The cornerstone of understanding any disease process is its epidemiology. This is defined as the study of patterns of health and associated factors at the population level. Only once the fundamental patterns of disease have been ascertained can developments be made in terms of therapeutics and selective targeting of aetiologies. Whereas once the epidemiology of heart failure was relatively scarce, there has been much work in this area over the last four decades. There is now a more mature literature resource which is able to guide not only therapeutics but also the deployment of care and the best care models.
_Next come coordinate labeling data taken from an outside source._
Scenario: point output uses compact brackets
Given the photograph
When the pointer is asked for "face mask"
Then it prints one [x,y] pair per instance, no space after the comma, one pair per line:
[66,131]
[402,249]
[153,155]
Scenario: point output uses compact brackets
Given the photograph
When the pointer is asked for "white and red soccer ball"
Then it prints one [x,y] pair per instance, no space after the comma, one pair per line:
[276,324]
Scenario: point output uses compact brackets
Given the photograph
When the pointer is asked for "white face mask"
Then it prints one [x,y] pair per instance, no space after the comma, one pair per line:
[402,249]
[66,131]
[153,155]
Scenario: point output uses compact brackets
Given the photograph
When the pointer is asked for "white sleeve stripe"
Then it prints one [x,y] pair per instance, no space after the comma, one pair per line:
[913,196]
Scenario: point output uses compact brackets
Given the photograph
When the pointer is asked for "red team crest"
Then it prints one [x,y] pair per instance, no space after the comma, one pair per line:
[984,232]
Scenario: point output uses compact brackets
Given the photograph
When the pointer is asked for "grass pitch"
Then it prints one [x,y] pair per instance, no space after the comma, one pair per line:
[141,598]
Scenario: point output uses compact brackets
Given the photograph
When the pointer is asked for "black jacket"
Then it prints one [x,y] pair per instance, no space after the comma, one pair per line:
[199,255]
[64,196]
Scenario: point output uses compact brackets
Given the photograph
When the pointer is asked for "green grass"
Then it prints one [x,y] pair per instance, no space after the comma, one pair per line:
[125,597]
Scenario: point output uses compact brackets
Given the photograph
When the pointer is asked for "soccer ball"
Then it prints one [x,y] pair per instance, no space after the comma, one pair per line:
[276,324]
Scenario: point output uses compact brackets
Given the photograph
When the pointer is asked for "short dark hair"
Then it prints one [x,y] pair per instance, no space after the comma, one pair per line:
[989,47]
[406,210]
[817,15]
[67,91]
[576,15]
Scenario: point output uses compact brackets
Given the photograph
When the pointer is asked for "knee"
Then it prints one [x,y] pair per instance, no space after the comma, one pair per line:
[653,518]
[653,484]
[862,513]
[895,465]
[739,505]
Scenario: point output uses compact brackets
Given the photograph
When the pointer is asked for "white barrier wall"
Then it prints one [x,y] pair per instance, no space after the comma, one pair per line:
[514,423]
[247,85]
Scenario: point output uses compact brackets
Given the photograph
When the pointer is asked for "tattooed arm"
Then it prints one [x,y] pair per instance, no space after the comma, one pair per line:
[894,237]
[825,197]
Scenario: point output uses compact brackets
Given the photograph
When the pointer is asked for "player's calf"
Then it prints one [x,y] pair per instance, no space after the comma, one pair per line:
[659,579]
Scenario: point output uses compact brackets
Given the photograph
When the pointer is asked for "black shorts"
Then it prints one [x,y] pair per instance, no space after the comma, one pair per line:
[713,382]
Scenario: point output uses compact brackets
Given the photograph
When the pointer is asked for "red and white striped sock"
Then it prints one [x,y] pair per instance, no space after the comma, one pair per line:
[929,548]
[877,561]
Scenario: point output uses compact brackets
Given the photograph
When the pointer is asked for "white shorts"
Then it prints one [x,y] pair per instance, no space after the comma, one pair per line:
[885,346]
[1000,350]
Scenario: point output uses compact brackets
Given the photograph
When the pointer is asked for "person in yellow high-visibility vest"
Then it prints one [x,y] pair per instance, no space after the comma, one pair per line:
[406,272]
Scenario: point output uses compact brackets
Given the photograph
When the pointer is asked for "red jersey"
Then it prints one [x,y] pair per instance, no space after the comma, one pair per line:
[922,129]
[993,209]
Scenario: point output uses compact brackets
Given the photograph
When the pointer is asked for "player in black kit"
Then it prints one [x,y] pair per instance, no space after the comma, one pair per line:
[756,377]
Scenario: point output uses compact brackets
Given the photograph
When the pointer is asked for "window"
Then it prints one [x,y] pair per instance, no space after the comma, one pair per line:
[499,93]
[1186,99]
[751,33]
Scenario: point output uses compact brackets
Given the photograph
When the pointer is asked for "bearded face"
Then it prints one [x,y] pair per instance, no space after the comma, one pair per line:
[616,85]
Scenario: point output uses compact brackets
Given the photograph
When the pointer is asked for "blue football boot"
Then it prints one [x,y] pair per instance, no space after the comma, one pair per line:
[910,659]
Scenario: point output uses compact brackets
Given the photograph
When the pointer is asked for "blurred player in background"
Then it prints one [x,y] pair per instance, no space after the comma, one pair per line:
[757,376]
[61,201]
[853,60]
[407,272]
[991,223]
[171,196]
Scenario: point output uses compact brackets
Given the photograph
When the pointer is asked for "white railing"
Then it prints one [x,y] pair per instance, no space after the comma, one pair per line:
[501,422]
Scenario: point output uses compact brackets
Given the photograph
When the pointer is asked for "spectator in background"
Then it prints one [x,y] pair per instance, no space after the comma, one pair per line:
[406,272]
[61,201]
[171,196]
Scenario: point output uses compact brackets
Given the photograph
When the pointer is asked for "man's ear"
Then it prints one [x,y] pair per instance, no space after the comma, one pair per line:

However, epidemiology, like all other branches of medicine, has to generate scientifically accurate and robust studies. There are some noteworthy problems with epidemiology, including the methodology of ‘case definition’, the methods of obtaining the data, and the temporal setting of the study. Due to the changes in management, one cannot compare contemporaneous data with historical data. Hence the epidemiology of heart failure has and will continue to evolve. Though much is now known with regards to left ventricular systolic dysfunction, there are still areas which lack a depth and breadth of knowledge. In an increasingly globalized community, it is now becoming evident that some of the traditional risk factors identified from previous work in the West are now applicable to cohorts within the developing world. It should also be remembered that with globalization and the ease of movement, aetiologies of heart failure which are long forgotten in the West may well reappear.

This chapter will focus on ten key papers within the field and highlight their importance, but also their contribution. The chapter is not intended to be an up-to-the-minute review and, if interested, readers are urged to delve into the literature. The papers were chosen because in the authors’ beliefs they were landmark papers which transformed previously held concepts. A landmark paper should be considered a seminal piece of work which both increased understanding of the mechanism of disease, but also conclusively proved an alternative hypothesis. This has led to a constant revision of the best models of care. It is meant to be a summary of heart failure epidemiology and not an overview of heart failure. Therefore in terms of subject areas, it will stay focused on the epidemiology.